# Reactivity

This document specifies how changes propagate through the system.

## Status

Draft — based on codebase investigation. This document primarily describes the
current implementation.

---

## Current State

### Overview

The reactivity system connects data changes to computation through two patterns:
**dataflow** (value changes propagate to dependent computations) and **events**
(occurrences trigger handlers). These patterns compose: events often write to
value cells, which then propagate through dataflow.

### Two Data Flow Patterns

The system supports two fundamental patterns of data flow:

#### Dataflow: Value Cells → Pattern → Result Cell

```
┌─────────────┐     ┌─────────────┐
│ input cell  │────>│             │     ┌─────────────┐
└─────────────┘     │   pattern    │────>│ result cell │
┌─────────────┐     │             │     └─────────────┘
│ input cell  │────>│             │
└─────────────┘     └─────────────┘
```

This is **pull-based / demand-driven** reactivity:
- Pattern declares dependencies on input cells
- When any input changes, the pattern re-executes
- Result cell receives the new computed value
- Like a spreadsheet: change a cell, dependent formulas update

The scheduler tracks dependencies and ensures consistent propagation.

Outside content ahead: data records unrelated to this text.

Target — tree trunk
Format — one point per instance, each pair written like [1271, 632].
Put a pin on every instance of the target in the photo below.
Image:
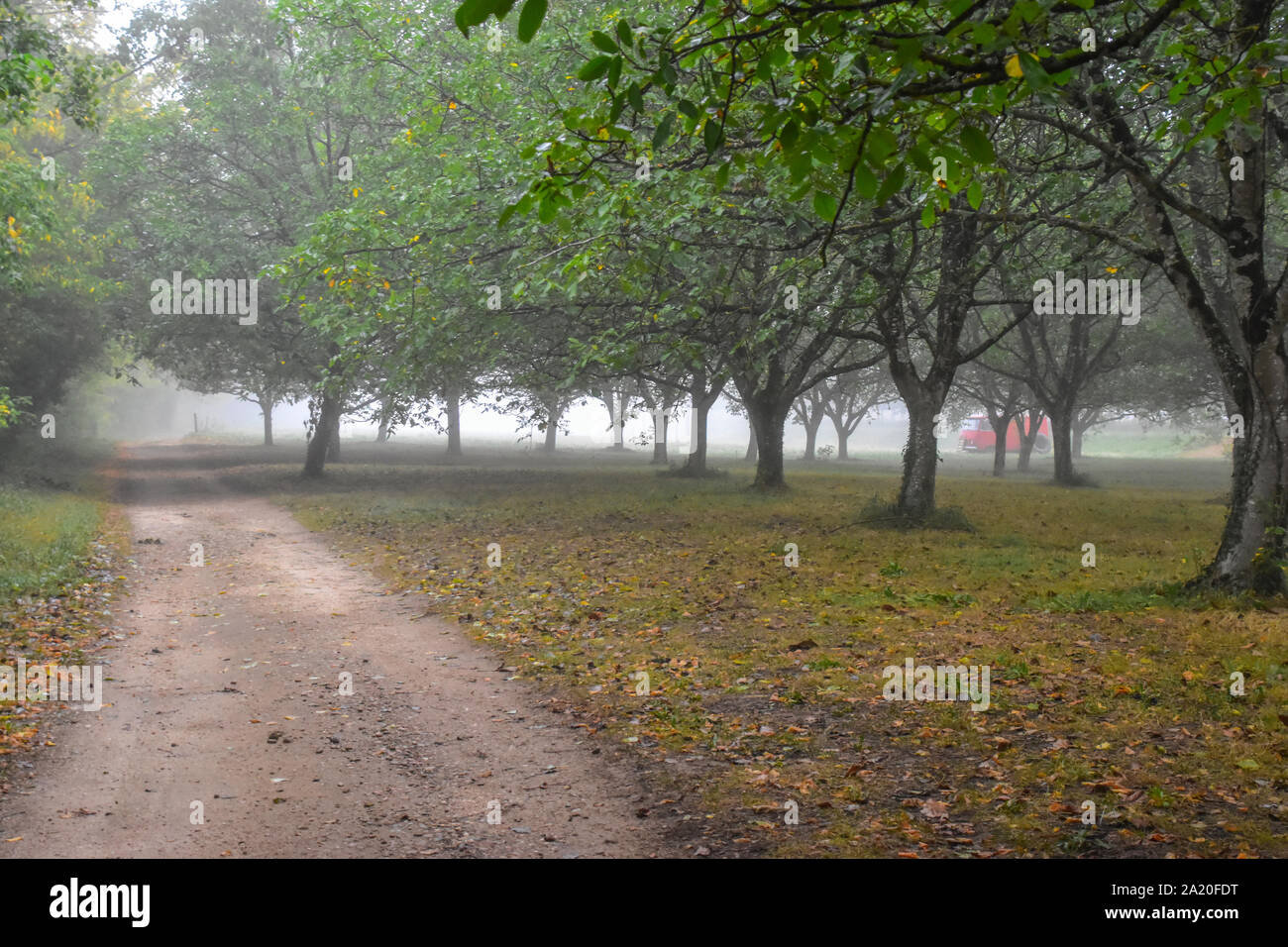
[768, 421]
[617, 411]
[452, 401]
[1061, 445]
[660, 421]
[267, 407]
[696, 464]
[811, 437]
[1254, 539]
[333, 447]
[1000, 431]
[919, 459]
[1029, 424]
[842, 441]
[552, 427]
[327, 421]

#### Events: External Occurrence → Stream Cell → Handler

```
┌─────────────┐     ┌─────────────┐     ┌─────────────┐
│  external   │────>│ stream cell │────>│   handler   │
│   event     │     │             │     │             │
└─────────────┘     └─────────────┘     └─────────────┘
```

This is **push-based / occurrence-driven** reactivity:
- External event (user click, API response, timer) arrives
- Event is sent to a stream cell
- Registered handlers are invoked with the event payload
- Like DOM events: something happens, listeners react

Handlers may write to value cells, bridging events into dataflow.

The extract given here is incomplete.